Would the Guard be headed there? Without police powers or arrest powers? Of course not. They will be stationed at El stops and on the Magnificent Mile, maybe even in my neighborhood. They won’t (because they cannot and never could) be patrolling the places where Chicago’s crime both originates from and proliferates in. It would all be temporary street theater, and unconstitutional street theater at that. Trump’s point here is not to make my city safe, but rather to get pundits, internet commentators, and cable news journos buzzing about the name “Trump” next to the idea of “law and order.”

Brilliant branding though it is, it remains a branding exercise, no more and no less. And once the time for such branding has passed, JB Pritzker and Brandon Johnson will remain, and we Chicagoans will still have to live here.
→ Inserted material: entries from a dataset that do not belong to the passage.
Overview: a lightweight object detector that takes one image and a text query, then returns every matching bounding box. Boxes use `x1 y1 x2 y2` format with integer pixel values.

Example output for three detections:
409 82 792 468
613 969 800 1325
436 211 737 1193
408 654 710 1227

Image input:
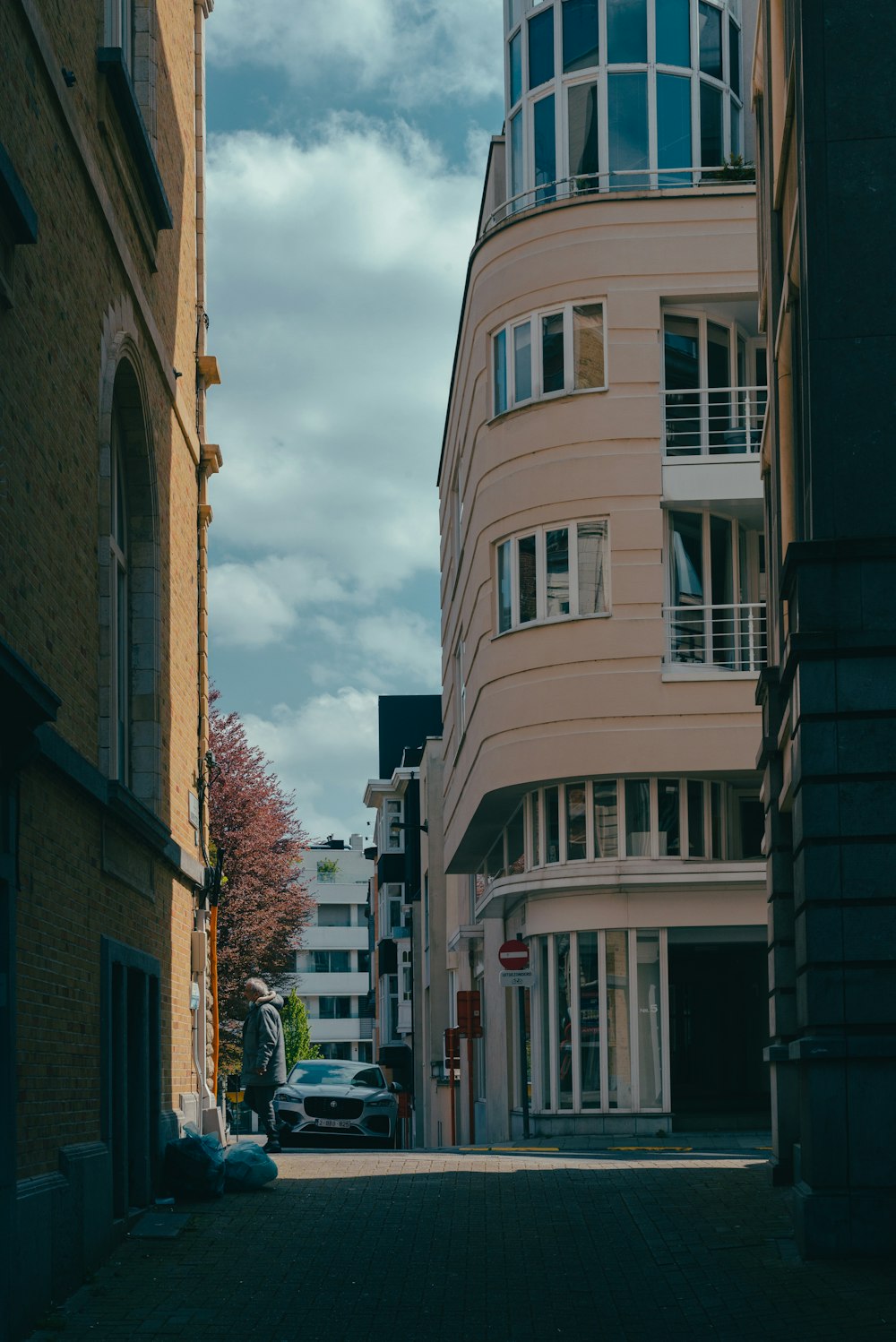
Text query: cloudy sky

I well understand that the entire point of Trump’s move is to expose the intractable progressive mulishness of blue-state Democratic politicians — that is why I can still tip my cap to their strategic brilliance despite the insuperable legal objections.

But I still feel cheaply used, a means to an end that serves Donald Trump, and not my city, community, or family in the long run. Nothing will improve here — there will be only retrenchment. The “resistance” will only burn ever brighter in states like Illinois and California and New York (if for no other reason than due to the national pretensions of their politicians), and good people will be caught in the political crossfire.